Hill defines the correct methodology for learning how to ride a motorcycle as the order of the sport, which comprises six training fundamentals taught in the following order: (1) eyes and focus, (2) motor controls, (3) bike placement, (4) brakes, (5) body position and body timing, and (6) turn-in point and turn-in rate. According to Hill, mastering the order of the sport requires training both on and off the bike. Developing a theoretical understanding of riding a motorcycle (i.e., the physics of how and why a motorcycle reacts to given inputs) facilitates the development of correct physical skills and handling.

==Personal life==
Hill has been an avid cyclist since his youth. After picking out a bicycle for his twelfth birthday as a gift from his parents, he joined a local bike club and soon began participating in regional competitions. By 1977, Hill had qualified for national level racing in his age division. For the next three years, he competed in track and road racing, earning several podium places. Residing in Washington state, Hill continues to compete on bicycles in his spare time.

==Other ventures==
Prior to his motorcycle racing career, Hill worked in the automotive service and parts industry for more than fifteen years. He also owned and operated a Kawasaki dealership in Hayward, California.

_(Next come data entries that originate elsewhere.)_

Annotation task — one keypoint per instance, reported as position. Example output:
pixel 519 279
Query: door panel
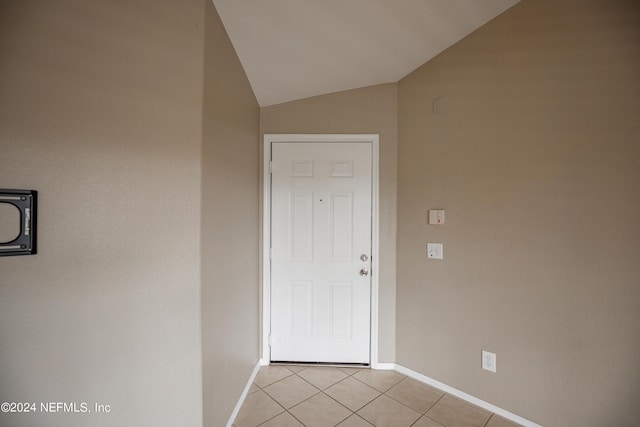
pixel 320 226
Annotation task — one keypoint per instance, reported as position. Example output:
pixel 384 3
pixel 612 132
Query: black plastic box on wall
pixel 18 213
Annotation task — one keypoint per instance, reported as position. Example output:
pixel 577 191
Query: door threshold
pixel 327 364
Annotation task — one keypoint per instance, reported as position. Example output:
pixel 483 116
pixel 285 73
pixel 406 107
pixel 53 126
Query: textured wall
pixel 535 159
pixel 230 218
pixel 100 110
pixel 366 110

Hill worked as a race mechanic for several professional motorcycle road racing teams and riders including Josh Hayes, Tony Meiring, and Chris Ulrich. He was also a test rider for Buell Motorcycles, with which he partnered in 2009 for a track day series, and a test rider for Kawasaki Motorcycles.

In 2011, Hill collaborated with fellow YCRS instructor Nick Ienatsch to launch the subscription website FasterSafer.com.

Hill is a contributing writer for RoadRacing World and Cycle World magazines. He also publishes a podcast in which he discusses motorcycle riding techniques and best practices, shares his opinions about racing, and interviews special guests.

In 2014, Hill spoke at Yale University alongside Scott Russell, Nick Ienatsch, and Jamie Bestwick about motorcycle racing and achieving success.